Lauren: I was a little lost going through 101 and 102 and I don't think that was solely because I am a woman, but probably more because I had no clue what CS was before stepping into my first 101 class. I do think that coming into 101 without any previous knowledge of CS is more common for women than men at Colgate, so having this extra resource for women is important because it provides a small community, which hopefully makes it more comfortable and enjoyable to be a part of our department!
Farah: When I took COSC 102 during my first year, weekly peer-led learning sessions were held in the lounge, and each week a concentrator would help a small group of us through practice problems. I have no doubt that these sessions were instrumental in my understanding of the concepts introduced in COSC 102 - because the best way to learn a programming language is through a lot of practice! Unfortunately since my first year this program has ended (due to low enrollment). But because I had a very positive experience with these weekly problem-solving sessions, I hope to bring them back to the computer science department.
Q: What got you interested in computer science?
Lauren: It's actually so random. I was registering for fall semester sophomore year and I was dead last, so I knew every class I wanted would be filled. Earlier that year my Dad took a job at Intel so when I told him all the classes I was interested in weren't going to be available he suggested I take Intro to Computer Science. I think I actually laughed at him when he said that because I was positive I wouldn't like and couldn't do Computer Science. The only class I could find without a waitlist was COSC 101 so I signed up thinking it was some sort of karma. It was definitely one of the hardest classes I've ever taken just because the learning curve is so steep but I really liked it so I pushed through and signed up for 102 and when I finished 102 I knew I had found something special. So I switched my major, signed up for a bunch more CS courses and now I spend way to much time in the lounge!
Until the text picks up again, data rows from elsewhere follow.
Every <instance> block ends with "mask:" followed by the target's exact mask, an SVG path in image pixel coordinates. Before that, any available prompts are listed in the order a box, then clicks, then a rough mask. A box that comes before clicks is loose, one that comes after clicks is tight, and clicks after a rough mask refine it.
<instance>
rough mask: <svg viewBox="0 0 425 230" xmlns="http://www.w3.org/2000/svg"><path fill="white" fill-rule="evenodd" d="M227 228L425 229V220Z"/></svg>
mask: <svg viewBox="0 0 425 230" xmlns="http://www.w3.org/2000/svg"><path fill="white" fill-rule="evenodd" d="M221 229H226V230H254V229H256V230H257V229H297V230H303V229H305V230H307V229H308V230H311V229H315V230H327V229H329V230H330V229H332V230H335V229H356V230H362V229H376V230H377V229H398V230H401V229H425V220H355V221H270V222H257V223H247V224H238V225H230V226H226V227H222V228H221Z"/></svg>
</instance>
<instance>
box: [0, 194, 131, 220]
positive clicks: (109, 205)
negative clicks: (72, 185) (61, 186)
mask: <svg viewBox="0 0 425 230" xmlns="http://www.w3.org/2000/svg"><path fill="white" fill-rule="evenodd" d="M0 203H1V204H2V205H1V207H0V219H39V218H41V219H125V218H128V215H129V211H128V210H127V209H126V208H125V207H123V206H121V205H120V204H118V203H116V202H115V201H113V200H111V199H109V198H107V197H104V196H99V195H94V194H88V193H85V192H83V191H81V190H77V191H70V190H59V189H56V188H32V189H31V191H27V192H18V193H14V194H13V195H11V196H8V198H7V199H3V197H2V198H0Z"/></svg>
Farah: In my high school, the Dean of the Students was a computer science professor. He incorporated into the curriculum that all sophomores must take one semester of computer science - just to try it out - and this was at an all-female high school! In my first computer science course we wrote short, simple, but fun programs in BASIC, which was one of my favorite courses that year. So I continued taking CS courses in high school and have enjoyed programming ever since.